すっかり軽自動車の定番となった感のあるスーパーハイトワゴン。その走りとなったのが2003年にダイハツがリリースした初代タントだろう。その後は他メーカーからも同様のコンセプトの車両が登場し、現在ではスズキ スペーシアとホンダ N-BOXと共に三つ巴の戦いを繰り広げている。

起用グレード

今回燃費テストに持ち出したタントは2013年にデビューした3代目モデルだが、ライバルのスペーシアとN-BOXは2017年に共にフルモデルチェンジを果たしているため、現行車種の中では一番の古株となる。しかし、助手席側のBピラーがなく、大開口部が得られる「ミラクルオープンドア」はライバル車にはない大きなアドバンテージ。さらに2017年12月の一部改良で、クルマを真上から見るような映像を映すパノラマモニターを採用して、安全性能が向上している。ここでライバル車に大差なければ、まだまだ一線級で戦えるはずだ。

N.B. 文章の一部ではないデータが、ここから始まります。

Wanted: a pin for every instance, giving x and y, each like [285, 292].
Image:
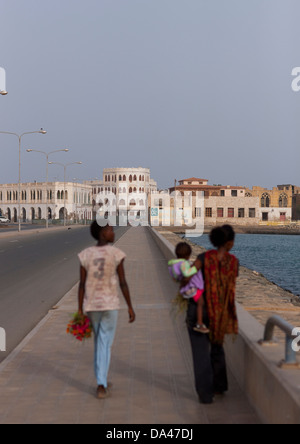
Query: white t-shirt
[101, 289]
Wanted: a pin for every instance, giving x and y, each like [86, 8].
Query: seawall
[273, 391]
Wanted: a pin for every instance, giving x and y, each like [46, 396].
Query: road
[37, 270]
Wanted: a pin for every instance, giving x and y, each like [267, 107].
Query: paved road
[37, 269]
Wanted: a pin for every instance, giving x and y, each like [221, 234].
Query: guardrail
[290, 360]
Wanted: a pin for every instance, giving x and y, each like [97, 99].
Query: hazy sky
[184, 87]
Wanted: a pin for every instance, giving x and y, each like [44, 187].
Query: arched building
[39, 200]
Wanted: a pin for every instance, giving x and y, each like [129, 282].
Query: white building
[39, 200]
[129, 188]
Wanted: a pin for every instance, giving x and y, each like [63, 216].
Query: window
[265, 200]
[220, 212]
[241, 212]
[197, 212]
[208, 212]
[283, 200]
[251, 212]
[230, 212]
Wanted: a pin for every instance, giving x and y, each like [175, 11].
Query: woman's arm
[81, 289]
[125, 291]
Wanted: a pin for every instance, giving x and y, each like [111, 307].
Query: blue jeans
[104, 326]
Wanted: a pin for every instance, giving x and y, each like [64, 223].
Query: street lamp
[41, 131]
[47, 157]
[65, 168]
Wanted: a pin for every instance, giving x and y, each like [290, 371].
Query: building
[222, 204]
[275, 205]
[39, 200]
[129, 189]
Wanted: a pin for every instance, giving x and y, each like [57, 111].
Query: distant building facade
[129, 187]
[276, 205]
[222, 204]
[39, 200]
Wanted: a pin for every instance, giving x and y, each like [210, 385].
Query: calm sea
[277, 257]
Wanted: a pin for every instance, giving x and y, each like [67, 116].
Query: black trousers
[209, 360]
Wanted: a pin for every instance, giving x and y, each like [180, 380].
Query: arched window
[265, 200]
[283, 200]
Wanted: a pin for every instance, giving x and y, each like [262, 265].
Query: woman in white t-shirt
[102, 269]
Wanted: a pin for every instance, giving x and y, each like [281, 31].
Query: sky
[187, 88]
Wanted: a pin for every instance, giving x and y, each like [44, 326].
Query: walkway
[49, 377]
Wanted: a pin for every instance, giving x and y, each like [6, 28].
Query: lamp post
[47, 157]
[41, 131]
[65, 168]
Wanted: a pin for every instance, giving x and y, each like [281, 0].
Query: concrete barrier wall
[273, 392]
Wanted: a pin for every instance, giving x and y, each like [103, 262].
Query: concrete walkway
[49, 378]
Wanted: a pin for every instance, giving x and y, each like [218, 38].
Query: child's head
[223, 237]
[183, 251]
[100, 233]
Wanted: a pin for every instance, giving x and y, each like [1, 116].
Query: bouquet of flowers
[80, 326]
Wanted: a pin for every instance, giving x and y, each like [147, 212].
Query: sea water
[277, 257]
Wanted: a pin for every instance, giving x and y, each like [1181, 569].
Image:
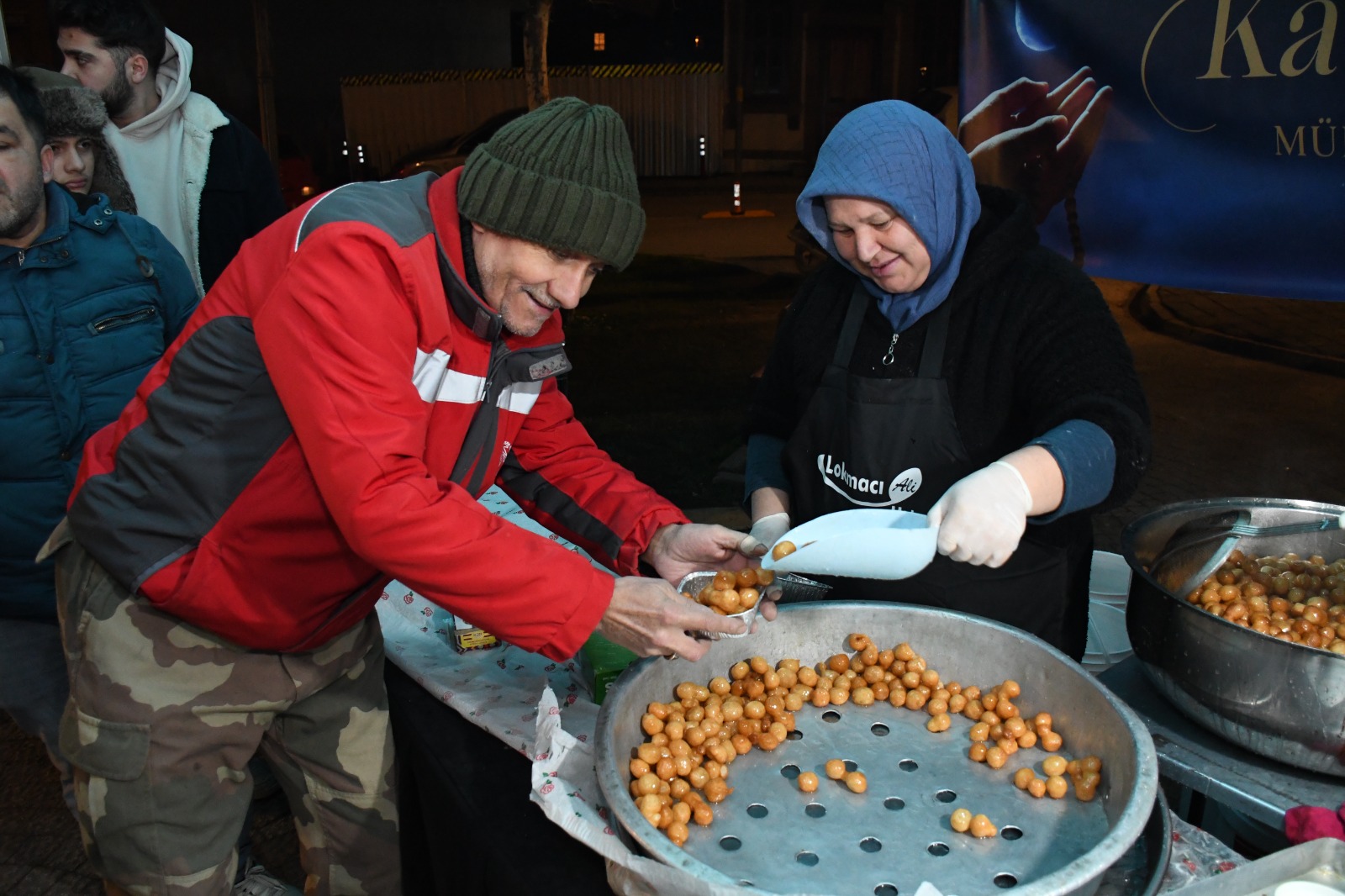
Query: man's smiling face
[526, 282]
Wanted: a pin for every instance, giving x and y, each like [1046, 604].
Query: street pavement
[1246, 397]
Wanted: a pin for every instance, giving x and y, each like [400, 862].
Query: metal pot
[770, 837]
[1277, 698]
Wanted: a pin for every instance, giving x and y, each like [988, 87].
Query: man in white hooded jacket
[198, 174]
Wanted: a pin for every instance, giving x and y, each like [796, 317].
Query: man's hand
[650, 618]
[982, 515]
[1036, 140]
[683, 549]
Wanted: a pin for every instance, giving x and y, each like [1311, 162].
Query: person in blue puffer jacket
[89, 299]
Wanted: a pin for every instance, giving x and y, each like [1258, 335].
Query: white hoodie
[167, 152]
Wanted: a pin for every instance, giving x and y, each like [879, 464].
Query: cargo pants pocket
[114, 751]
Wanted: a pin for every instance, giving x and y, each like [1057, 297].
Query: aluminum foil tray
[786, 588]
[768, 837]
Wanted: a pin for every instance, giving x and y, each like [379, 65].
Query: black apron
[894, 443]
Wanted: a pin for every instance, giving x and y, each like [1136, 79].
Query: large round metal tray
[1275, 698]
[770, 837]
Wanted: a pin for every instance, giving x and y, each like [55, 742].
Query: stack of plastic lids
[1109, 588]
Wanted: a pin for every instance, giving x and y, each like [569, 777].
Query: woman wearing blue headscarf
[946, 363]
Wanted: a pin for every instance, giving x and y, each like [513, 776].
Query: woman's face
[74, 161]
[878, 242]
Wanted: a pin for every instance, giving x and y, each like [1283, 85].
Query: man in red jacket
[363, 370]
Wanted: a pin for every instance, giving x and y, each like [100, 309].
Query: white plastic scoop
[860, 544]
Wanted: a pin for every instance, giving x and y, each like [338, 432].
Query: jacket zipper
[121, 320]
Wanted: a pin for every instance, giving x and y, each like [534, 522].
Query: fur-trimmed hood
[74, 111]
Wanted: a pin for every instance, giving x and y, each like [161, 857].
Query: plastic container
[602, 662]
[1109, 589]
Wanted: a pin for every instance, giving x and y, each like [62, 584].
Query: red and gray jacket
[326, 423]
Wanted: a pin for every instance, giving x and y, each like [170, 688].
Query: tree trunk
[535, 84]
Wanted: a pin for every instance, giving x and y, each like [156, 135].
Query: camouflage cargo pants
[165, 716]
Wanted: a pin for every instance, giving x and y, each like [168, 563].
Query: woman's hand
[982, 517]
[764, 533]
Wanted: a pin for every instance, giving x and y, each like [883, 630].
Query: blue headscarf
[894, 152]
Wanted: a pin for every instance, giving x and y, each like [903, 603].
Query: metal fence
[667, 109]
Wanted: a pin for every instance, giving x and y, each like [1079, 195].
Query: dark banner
[1189, 143]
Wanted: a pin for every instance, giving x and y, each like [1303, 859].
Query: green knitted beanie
[562, 177]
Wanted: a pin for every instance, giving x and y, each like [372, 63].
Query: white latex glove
[982, 515]
[764, 533]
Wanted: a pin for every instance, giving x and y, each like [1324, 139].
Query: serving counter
[497, 766]
[1208, 764]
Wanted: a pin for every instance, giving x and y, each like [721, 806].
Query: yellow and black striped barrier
[643, 71]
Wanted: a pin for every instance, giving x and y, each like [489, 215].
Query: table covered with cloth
[475, 728]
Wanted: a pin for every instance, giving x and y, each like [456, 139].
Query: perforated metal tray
[770, 837]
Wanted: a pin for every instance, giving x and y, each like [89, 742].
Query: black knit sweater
[1031, 345]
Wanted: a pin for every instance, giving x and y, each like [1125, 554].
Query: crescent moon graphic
[1028, 31]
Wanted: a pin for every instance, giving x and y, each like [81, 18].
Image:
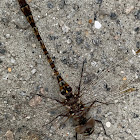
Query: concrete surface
[67, 28]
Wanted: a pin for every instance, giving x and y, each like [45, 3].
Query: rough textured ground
[67, 28]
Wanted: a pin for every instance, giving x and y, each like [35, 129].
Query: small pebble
[12, 60]
[9, 69]
[137, 15]
[108, 124]
[69, 41]
[33, 71]
[113, 16]
[128, 131]
[7, 36]
[65, 28]
[97, 25]
[129, 9]
[50, 5]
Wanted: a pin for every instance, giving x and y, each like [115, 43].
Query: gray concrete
[70, 38]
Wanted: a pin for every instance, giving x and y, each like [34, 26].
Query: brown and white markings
[74, 106]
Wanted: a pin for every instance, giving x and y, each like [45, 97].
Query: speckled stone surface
[68, 30]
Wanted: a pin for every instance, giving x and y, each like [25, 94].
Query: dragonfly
[75, 108]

今回の車両グレードは「X“SA3”」となり、ダイハツの先進安全装備「スマートアシスト3」を装着した中間グレードの売れ筋モデル。ドライブトレインは38kW(52PS)/60N・m(6.1kg・m)のNAエンジンにCVTの組み合わせで、JC08モード燃費は28.0km/Lという数値だ。

燃費テスト概要

今回の燃費テストでは、極端な燃費走行はせず、エアコンは25度のオート設定。アイドリングストップはONで、速度は周囲のペースに沿った現実的なものとしている。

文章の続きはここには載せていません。